Erzbischof Carlo Viganò, der aus Furcht vor dem Vatikan immer noch im Untergrund ist, wehrt sich gegen die Sakrilegien während der Amazonas-Synode im Vatikan.
In einem Text, der von hundert Unterstützern unterzeichnet wurde, spricht Viganò Klartext: »Auch die Amazonas-Synode ist Teil eines größeren Verdeckten Plans. Sie ist nichts anderes als ein Baustein, eine Art Splitterbombe, eines riesiges Projekts, das unter der Führung der Vereinten Nationen entwickelt wurde und durch die großen Finanzmagnaten und Freimaurer gestützt wird. Wie das Götzenbild der Pachamama bereits andeutet – das auf Initiative der UNO hin aufgestellt worden war – und mit Texten belegt ist, die die ideologische Indoktrination von Kindern vorsehen.« Diese berichtet der Veteran-Vatikanist Marco Tosatti.
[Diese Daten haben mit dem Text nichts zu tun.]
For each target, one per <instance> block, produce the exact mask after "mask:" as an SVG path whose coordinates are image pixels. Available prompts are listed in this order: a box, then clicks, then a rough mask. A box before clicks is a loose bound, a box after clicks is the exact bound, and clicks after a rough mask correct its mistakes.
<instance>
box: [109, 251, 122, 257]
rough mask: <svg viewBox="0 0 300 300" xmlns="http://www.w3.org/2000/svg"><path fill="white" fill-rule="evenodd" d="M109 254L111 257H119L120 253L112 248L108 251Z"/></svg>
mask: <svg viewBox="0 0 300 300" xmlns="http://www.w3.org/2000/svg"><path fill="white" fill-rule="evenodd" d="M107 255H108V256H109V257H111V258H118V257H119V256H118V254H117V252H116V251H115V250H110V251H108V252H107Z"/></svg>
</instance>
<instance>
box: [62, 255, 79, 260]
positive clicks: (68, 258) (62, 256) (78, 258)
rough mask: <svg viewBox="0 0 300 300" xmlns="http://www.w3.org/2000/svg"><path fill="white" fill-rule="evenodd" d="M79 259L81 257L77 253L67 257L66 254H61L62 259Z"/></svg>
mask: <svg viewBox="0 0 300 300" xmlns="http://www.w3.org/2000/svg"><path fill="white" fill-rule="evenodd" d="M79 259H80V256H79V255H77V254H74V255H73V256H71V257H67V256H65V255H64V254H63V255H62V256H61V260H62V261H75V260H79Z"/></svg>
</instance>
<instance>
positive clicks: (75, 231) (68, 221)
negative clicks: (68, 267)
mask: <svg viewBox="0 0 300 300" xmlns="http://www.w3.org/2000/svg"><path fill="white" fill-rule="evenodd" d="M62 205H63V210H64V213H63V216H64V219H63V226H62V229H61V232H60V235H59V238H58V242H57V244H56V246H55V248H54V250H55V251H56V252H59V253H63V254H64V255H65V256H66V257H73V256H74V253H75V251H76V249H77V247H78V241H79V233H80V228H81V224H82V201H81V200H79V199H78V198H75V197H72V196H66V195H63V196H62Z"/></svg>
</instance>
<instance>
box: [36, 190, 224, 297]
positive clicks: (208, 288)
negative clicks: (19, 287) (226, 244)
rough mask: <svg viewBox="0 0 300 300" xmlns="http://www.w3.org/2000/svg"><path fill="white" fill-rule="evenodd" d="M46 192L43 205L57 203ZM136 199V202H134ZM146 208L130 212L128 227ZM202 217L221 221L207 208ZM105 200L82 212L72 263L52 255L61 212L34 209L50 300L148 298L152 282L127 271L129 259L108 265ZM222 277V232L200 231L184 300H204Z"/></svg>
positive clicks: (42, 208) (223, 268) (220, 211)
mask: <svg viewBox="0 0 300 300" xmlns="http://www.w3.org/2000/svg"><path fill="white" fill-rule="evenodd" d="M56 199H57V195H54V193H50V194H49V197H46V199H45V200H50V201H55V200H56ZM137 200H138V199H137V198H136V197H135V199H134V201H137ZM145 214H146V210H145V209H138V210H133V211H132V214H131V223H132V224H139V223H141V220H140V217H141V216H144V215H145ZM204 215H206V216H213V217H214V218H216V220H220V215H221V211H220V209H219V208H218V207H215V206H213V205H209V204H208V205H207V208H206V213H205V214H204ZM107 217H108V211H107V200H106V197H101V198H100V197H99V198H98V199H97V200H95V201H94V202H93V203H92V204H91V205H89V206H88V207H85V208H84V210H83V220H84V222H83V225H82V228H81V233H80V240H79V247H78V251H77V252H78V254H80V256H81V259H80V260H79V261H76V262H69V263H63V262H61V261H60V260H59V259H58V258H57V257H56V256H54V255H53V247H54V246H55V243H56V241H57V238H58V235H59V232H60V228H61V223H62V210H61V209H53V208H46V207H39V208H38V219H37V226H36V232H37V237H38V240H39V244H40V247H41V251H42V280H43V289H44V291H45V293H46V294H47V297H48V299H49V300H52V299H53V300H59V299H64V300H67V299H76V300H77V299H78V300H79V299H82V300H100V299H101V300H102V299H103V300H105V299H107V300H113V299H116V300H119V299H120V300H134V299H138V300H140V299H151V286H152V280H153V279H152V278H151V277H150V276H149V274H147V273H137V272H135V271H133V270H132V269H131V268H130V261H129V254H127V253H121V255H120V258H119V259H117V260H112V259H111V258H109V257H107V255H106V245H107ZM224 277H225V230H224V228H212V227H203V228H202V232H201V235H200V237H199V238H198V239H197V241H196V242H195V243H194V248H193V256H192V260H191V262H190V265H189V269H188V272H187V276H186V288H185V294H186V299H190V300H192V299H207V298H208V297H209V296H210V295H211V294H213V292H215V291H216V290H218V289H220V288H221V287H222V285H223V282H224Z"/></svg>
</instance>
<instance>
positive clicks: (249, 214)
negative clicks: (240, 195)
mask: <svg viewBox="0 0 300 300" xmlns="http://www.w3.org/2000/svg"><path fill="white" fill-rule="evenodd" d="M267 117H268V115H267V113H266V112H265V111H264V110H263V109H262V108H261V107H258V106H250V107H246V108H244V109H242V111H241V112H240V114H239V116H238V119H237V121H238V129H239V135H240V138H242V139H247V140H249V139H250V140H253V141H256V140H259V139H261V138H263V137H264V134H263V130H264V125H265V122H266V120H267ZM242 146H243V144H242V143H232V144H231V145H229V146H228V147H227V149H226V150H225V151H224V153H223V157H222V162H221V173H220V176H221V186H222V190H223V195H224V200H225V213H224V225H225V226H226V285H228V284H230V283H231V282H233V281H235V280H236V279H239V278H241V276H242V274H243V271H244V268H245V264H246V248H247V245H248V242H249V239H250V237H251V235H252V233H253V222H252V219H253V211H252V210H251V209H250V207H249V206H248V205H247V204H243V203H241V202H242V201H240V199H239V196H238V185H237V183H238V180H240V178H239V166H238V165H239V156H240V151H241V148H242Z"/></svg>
Viganò teilt die Kritik zahlloser Stimmen, die die Pachamama-Figur verurteilten, die unweit des Vatikans in einer Kirche aufgestellt worden war. Der mutige Alexander Tschugguel hatte sie als Reaktion in den Tiber geworfen (Freie Welt berichtete).
Das große Projekt, von dem Viganò spricht, bildet sich als Konglomerat von verschiedenen Ideologien, die durch Papst Franziskus in den Vatikan und in die Glaubenslehre der Kirche eingeflossen sind: Eine These des Klimawandels, die auf »falscher Wissenschaft« fußt; einer »integralen Ökologie«, die die Umwelt und nicht den Menschen ins Zentrum stellt und die die Verehrung der »Göttin« Mutter Erde in Form der Pachamama.
»Papst Franziskus feiert unter den Augen der ganzen Welt, die Profanisierung der heiligsten Stätte des römischen Christentums, des Petersdoms, der Basilika errichtet auf dem Grab des hl. Petrus.«
Die katholische Kirche habe die Aufgabe gegen die »utopische und antichristliche Ideologie« anzusteuern, die die Weltbühne regiert und die von einer Weltregierung gefördert werde und nicht sie zu fördern, was aber im Pontifikat von Franziskus getan wird.
»Vor diesem Szenario ist das Überleben der Katholischen Kirche in großer Gefahr, im Angesicht zahlreicher zu betadelnder Gesten und Erklärungen des höchsten Hirten. Hundert Gelehrte haben diese Deklaration verfasst, inder sie sich respektvoll an Papst Franziskus wenden, mit der Bitte, öffentlich Buße zu tun und diese Beleidigungen wieder gut zu machen.«
Erbischof Viganò bleibt trotz seines Untertauchens eine starke Stimme des Widerstandes gegen Papst Franziskus.